Britain’s foreign secretary, David Miliband, is making the rounds trying to put together an anti-Russia coalition to deal with the mess in Georgia. Speaking in Kiev, he said, “The Russian president says he is not afraid of a new cold war. We don’t want one. He has a big responsibility not to start one. We need to raise the costs to Russia for disregarding its responsibility. We need to re-examine the nature, depth and breadth of relations” between the West and Russia. Actually, he’s got the right problem and the wrong solution.

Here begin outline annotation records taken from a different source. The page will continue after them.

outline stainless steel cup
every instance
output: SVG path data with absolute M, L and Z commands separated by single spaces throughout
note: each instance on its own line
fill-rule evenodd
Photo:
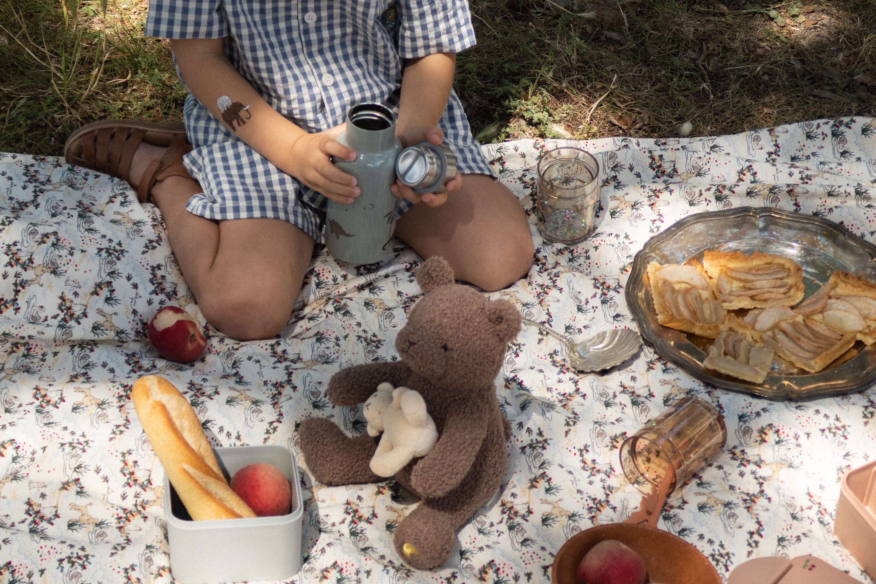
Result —
M 415 193 L 443 192 L 444 185 L 456 175 L 456 157 L 443 144 L 420 142 L 401 151 L 395 174 Z

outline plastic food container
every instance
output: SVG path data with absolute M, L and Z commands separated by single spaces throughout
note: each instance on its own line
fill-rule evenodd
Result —
M 843 477 L 833 532 L 871 578 L 876 579 L 876 516 L 864 505 L 876 460 Z
M 550 581 L 575 584 L 578 564 L 591 547 L 605 539 L 617 539 L 641 556 L 648 581 L 721 584 L 715 566 L 696 547 L 668 531 L 635 523 L 597 525 L 573 536 L 557 552 Z
M 301 486 L 288 448 L 276 445 L 215 448 L 226 478 L 254 462 L 280 470 L 292 485 L 287 515 L 192 521 L 165 476 L 164 509 L 170 570 L 183 584 L 288 580 L 301 567 Z

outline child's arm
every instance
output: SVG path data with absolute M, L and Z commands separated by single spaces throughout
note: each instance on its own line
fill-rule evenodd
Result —
M 356 160 L 353 150 L 335 140 L 343 125 L 308 133 L 290 122 L 231 66 L 223 43 L 222 39 L 171 40 L 188 90 L 278 168 L 333 201 L 352 203 L 359 195 L 356 179 L 336 168 L 328 158 Z
M 438 122 L 450 97 L 456 65 L 456 54 L 454 53 L 434 53 L 405 61 L 399 119 L 395 125 L 396 135 L 404 146 L 427 139 L 433 144 L 444 140 L 444 132 L 438 127 Z M 447 184 L 447 189 L 457 190 L 462 186 L 463 180 L 457 171 L 456 177 Z M 430 207 L 447 201 L 447 193 L 419 195 L 400 181 L 396 182 L 392 189 L 396 196 L 412 203 L 421 200 Z

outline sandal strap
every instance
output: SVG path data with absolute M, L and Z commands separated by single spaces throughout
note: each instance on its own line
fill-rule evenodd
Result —
M 82 138 L 82 158 L 94 160 L 95 170 L 127 181 L 145 134 L 140 128 L 100 128 Z
M 168 176 L 192 178 L 182 163 L 182 157 L 192 151 L 192 145 L 185 136 L 178 136 L 167 146 L 160 159 L 155 159 L 143 173 L 140 184 L 137 187 L 137 199 L 140 203 L 152 203 L 152 187 Z

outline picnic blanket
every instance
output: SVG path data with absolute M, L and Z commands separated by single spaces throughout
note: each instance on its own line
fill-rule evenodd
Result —
M 601 166 L 597 231 L 574 246 L 534 228 L 534 167 L 555 145 Z M 624 287 L 636 252 L 691 213 L 772 206 L 876 232 L 876 126 L 869 118 L 803 122 L 733 136 L 484 146 L 526 210 L 536 244 L 527 277 L 491 294 L 576 339 L 635 328 Z M 314 485 L 296 429 L 329 417 L 361 432 L 361 409 L 325 396 L 331 374 L 392 359 L 420 296 L 421 259 L 399 241 L 373 271 L 314 254 L 280 337 L 238 342 L 204 321 L 171 253 L 159 210 L 129 185 L 45 156 L 0 154 L 0 582 L 170 582 L 160 464 L 130 399 L 157 374 L 188 398 L 215 445 L 276 444 L 302 477 L 303 565 L 293 581 L 544 582 L 560 546 L 622 521 L 640 501 L 620 473 L 625 437 L 682 396 L 725 417 L 726 447 L 664 508 L 660 527 L 726 576 L 750 558 L 811 553 L 861 572 L 832 532 L 844 472 L 873 453 L 876 393 L 773 402 L 695 381 L 644 346 L 623 368 L 570 368 L 566 347 L 533 326 L 512 342 L 496 380 L 513 428 L 501 493 L 459 531 L 443 568 L 416 572 L 392 550 L 415 505 L 393 481 Z M 159 357 L 149 319 L 173 303 L 203 323 L 192 365 Z

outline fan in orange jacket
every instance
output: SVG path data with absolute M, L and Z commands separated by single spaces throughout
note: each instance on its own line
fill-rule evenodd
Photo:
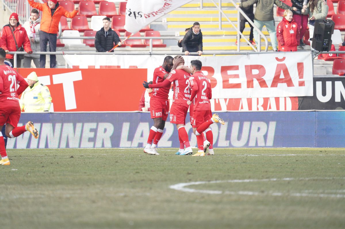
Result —
M 14 34 L 18 48 L 22 46 L 26 52 L 31 53 L 32 50 L 30 46 L 30 40 L 28 37 L 26 30 L 18 21 L 18 14 L 16 13 L 11 14 L 9 23 L 4 26 L 0 33 L 0 48 L 2 48 L 6 53 L 17 51 L 13 34 L 11 31 L 12 29 Z M 6 54 L 6 58 L 13 60 L 13 54 Z
M 59 5 L 57 3 L 57 0 L 51 1 L 55 4 L 58 4 L 56 9 L 51 9 L 48 3 L 39 3 L 31 0 L 28 0 L 28 1 L 30 6 L 42 11 L 42 17 L 41 20 L 41 27 L 40 29 L 41 31 L 48 33 L 56 34 L 58 33 L 59 31 L 59 22 L 60 21 L 60 19 L 62 16 L 72 18 L 78 13 L 78 7 L 76 7 L 71 12 L 69 12 L 65 8 Z M 54 9 L 55 11 L 52 13 L 52 10 L 54 10 Z
M 294 21 L 292 12 L 285 10 L 284 17 L 277 27 L 278 51 L 297 51 L 297 45 L 299 45 L 299 30 L 297 27 L 297 23 Z

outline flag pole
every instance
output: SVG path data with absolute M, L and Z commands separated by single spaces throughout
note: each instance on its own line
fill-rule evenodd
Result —
M 130 37 L 132 37 L 132 36 L 133 36 L 134 34 L 134 33 L 132 33 L 132 34 L 130 34 L 130 35 L 129 35 L 129 36 L 128 36 L 128 37 L 126 37 L 126 38 L 125 38 L 125 39 L 124 39 L 122 41 L 121 41 L 121 44 L 125 42 L 125 41 L 126 40 L 127 40 L 127 39 L 128 39 L 128 38 L 130 38 Z M 114 46 L 112 49 L 110 49 L 110 50 L 109 51 L 109 52 L 111 52 L 112 50 L 114 50 L 114 49 L 115 48 L 117 48 L 117 47 L 118 46 L 119 46 L 119 44 L 117 44 L 115 46 Z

A more muscular and aggressive Russia is in no one’s interests except for the siloviki, that is, the security apparatchiks led by Prime Minister Vladimir Putin. In order for Russia to be a more benign entity, it must feel itself both secure and respected. In the last 15 years, it has not felt secure, and it surely hasn’t been respected. The encirclement of Russia by NATO, as the Russians see it, is a grave threat.

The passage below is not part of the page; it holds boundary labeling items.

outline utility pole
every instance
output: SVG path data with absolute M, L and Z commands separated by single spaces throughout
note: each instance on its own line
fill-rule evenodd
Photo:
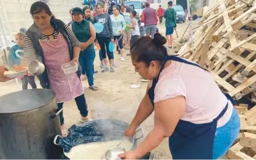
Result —
M 194 47 L 193 47 L 193 31 L 192 31 L 192 21 L 193 19 L 191 17 L 191 12 L 190 12 L 190 0 L 187 0 L 187 15 L 188 17 L 191 17 L 190 22 L 190 40 L 191 40 L 191 47 L 192 47 L 192 53 L 194 51 Z

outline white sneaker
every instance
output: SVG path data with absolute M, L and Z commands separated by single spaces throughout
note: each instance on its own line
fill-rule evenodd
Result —
M 148 79 L 141 79 L 141 82 L 148 82 Z

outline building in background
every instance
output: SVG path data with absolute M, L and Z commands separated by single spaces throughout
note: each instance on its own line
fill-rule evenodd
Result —
M 20 29 L 26 28 L 27 29 L 33 24 L 29 9 L 35 1 L 0 1 L 0 22 L 3 26 L 3 29 L 0 25 L 0 47 L 10 46 L 11 40 L 14 39 L 14 35 L 20 31 Z M 70 8 L 82 7 L 83 2 L 83 0 L 40 0 L 40 1 L 48 3 L 54 15 L 66 23 L 71 20 Z M 4 29 L 5 36 L 3 29 Z

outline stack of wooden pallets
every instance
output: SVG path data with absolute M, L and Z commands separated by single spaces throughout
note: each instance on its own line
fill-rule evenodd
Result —
M 241 131 L 234 145 L 229 150 L 227 157 L 231 159 L 256 159 L 256 107 L 249 111 L 248 105 L 235 106 L 240 114 Z
M 256 0 L 221 0 L 204 15 L 200 26 L 178 51 L 212 74 L 237 102 L 256 102 Z M 202 79 L 203 81 L 203 79 Z M 241 133 L 229 150 L 232 159 L 256 159 L 256 106 L 236 106 Z
M 178 54 L 207 69 L 236 100 L 246 95 L 256 102 L 255 31 L 256 0 L 222 0 Z

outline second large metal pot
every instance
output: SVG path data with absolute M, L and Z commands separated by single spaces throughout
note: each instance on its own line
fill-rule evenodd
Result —
M 52 91 L 22 90 L 0 97 L 0 102 L 1 159 L 60 159 L 62 148 L 52 143 L 62 134 Z

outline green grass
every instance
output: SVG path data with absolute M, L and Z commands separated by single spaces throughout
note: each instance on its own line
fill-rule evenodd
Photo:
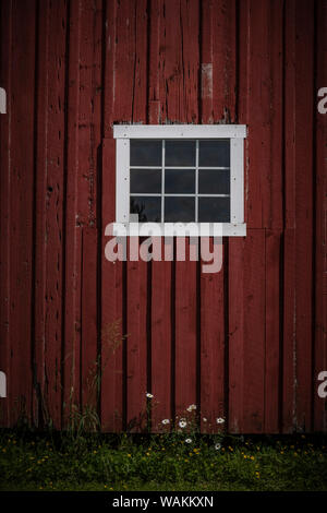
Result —
M 1 431 L 0 490 L 327 490 L 326 438 L 185 438 Z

Rather than going to Kiev to pursue an anti-Russian coalition, Mr. Miliband should have gone to Moscow to talk to Russia’s leaders face-to-face. American Secretary of State neoCondoleezza Rice made the same mistake in going to Tbilisi as the Georgian crisis worsened. She should have been at the Kremlin. They needn’t go there to say nice things, but they need to have it out with the Russian leadership directly – not via the BBC and CNN.

Many of the ways Mr. Miliband wants to “raise the costs” are self-defeating and foolish. Keeping Russia out of the World Trade Organization means nothing to a country that is sitting on $600 billion of foreign currency reserves and countless barrels of crude oil. Kicking Russia out of the G-8 is pointless largely because the G-8 is a pointless talking shop. Moreover, all of these approaches suggest that the West wants Russia, to borrow a phrase from the ever vulgar Lyndon Johnson, outside the tent pissing in, when in fact, it would be better to have Russia inside pissing out.

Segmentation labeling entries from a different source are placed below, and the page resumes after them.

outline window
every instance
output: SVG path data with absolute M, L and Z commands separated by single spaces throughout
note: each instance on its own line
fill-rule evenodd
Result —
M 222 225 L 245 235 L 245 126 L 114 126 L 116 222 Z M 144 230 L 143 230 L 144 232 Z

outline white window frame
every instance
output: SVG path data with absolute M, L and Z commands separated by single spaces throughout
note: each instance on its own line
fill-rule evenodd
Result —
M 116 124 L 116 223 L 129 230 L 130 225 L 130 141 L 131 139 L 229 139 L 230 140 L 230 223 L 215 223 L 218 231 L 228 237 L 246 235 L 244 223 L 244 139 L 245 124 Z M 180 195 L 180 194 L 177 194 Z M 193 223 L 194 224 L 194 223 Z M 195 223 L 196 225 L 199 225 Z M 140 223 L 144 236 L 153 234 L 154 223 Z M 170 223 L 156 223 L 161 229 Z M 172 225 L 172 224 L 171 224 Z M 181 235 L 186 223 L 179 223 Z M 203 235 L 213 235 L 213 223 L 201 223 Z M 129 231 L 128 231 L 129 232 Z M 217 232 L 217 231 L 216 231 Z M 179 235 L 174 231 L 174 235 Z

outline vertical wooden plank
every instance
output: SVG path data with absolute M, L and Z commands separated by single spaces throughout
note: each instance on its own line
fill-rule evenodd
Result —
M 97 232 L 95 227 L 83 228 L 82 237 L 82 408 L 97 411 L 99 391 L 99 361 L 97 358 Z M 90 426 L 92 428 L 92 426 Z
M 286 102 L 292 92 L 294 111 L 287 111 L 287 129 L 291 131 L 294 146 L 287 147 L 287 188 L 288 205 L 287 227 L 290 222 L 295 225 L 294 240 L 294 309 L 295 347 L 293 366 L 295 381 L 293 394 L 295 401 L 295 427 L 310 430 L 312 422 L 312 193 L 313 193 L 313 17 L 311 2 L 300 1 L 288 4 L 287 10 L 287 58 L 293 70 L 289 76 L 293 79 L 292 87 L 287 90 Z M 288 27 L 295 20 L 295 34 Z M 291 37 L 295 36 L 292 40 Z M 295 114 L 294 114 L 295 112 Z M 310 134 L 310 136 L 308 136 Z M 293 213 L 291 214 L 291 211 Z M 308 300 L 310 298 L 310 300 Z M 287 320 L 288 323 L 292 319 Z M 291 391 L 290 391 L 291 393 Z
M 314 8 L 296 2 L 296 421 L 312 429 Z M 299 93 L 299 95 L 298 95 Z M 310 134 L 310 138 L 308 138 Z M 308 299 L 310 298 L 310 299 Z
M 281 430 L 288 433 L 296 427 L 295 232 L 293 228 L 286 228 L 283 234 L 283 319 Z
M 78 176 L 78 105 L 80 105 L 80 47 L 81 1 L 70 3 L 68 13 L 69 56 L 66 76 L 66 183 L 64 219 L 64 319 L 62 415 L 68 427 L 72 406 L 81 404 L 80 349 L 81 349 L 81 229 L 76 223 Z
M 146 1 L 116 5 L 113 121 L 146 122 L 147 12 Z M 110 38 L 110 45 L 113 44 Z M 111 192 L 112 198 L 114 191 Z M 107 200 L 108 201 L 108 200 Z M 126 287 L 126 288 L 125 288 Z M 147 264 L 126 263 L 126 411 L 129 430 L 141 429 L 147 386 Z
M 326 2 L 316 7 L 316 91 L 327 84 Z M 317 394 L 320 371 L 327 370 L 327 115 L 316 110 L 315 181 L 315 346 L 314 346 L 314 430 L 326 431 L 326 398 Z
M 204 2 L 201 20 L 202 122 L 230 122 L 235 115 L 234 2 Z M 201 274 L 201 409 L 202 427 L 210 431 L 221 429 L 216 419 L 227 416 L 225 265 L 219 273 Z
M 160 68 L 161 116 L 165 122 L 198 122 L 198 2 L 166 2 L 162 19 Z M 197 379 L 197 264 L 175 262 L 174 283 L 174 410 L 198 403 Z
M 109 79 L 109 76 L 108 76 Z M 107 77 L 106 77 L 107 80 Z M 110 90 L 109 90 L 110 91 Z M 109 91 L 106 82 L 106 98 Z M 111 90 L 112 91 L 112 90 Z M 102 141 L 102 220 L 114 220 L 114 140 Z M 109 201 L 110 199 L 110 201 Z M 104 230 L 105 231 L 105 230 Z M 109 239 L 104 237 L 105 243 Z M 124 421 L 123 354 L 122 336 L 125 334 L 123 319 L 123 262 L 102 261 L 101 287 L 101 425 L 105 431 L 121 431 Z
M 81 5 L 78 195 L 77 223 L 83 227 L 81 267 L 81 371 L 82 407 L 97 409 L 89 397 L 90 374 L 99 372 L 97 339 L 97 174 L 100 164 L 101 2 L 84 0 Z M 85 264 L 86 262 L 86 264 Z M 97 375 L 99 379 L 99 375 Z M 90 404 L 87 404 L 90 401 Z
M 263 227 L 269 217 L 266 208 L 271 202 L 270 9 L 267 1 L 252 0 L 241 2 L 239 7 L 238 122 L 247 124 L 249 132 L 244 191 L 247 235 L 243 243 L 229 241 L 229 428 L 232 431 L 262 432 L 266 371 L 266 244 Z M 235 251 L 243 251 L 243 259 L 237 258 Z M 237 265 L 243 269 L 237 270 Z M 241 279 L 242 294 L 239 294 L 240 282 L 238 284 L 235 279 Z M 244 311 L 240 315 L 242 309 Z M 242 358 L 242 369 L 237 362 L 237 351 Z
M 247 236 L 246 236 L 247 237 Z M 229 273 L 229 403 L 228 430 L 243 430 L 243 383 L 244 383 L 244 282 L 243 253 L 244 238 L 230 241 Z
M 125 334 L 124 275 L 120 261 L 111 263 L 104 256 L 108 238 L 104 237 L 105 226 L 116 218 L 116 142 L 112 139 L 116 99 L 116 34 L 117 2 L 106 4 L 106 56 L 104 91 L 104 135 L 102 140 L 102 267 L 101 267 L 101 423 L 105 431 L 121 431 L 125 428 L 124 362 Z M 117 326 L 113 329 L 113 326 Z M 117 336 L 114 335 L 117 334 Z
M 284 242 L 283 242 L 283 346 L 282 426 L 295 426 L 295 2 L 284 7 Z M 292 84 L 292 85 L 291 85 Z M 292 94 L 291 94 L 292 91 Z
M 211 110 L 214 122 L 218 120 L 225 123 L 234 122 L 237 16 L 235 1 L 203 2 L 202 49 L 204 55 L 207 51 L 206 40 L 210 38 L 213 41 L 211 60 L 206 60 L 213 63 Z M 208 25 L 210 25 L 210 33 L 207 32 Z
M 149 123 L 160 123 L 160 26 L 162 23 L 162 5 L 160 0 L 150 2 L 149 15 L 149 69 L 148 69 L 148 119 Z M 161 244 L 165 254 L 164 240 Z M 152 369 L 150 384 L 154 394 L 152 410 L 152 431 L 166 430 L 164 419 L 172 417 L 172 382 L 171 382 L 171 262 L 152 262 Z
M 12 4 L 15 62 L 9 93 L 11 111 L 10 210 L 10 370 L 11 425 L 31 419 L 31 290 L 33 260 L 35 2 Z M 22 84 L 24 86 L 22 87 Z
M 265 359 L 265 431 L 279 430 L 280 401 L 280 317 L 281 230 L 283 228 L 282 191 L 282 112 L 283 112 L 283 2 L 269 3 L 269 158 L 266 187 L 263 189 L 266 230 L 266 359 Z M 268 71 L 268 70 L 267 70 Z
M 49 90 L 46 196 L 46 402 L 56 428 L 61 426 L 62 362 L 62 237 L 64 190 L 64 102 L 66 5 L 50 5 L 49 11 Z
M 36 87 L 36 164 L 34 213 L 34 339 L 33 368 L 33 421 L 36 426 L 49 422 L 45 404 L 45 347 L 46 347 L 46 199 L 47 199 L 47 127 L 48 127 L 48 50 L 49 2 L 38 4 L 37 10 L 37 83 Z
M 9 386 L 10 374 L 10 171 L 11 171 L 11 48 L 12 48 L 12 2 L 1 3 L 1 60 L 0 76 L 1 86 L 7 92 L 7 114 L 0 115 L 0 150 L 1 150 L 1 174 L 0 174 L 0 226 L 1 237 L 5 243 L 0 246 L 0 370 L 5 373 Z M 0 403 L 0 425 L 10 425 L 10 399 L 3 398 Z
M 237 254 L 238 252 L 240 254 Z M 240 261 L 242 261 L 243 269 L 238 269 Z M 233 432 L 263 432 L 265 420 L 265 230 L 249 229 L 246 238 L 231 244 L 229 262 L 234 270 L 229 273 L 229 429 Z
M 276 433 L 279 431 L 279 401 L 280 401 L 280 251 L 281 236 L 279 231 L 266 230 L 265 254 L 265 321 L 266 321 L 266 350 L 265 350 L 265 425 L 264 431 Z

Expanding NATO further eastward would make sense only if Russia were considered a potential member. Treated correctly, Russia could be a valuable counterweight to Arab and Persian oil states. Nor can the West forget that Russia still possesses 10,000 nuclear warheads that need securing. Talk of anti-Russian coalitions only serves to make the Kremlin jumpier and to justify its authoritarian approach to domestic and international problems. This journal is under no illusion that the current Russian leadership have more in common with Tony Soprano than with Pericles of Athens, but too much is at stake not to try moving the Russians onto the side of the West. It might not work, but is a new Cold War a desirable outcome? In the next cabinet reshuffle, Prime Minister Gordon Brown might want to find Mr. Miliband a different job – say Minister of Sport, something he can handle.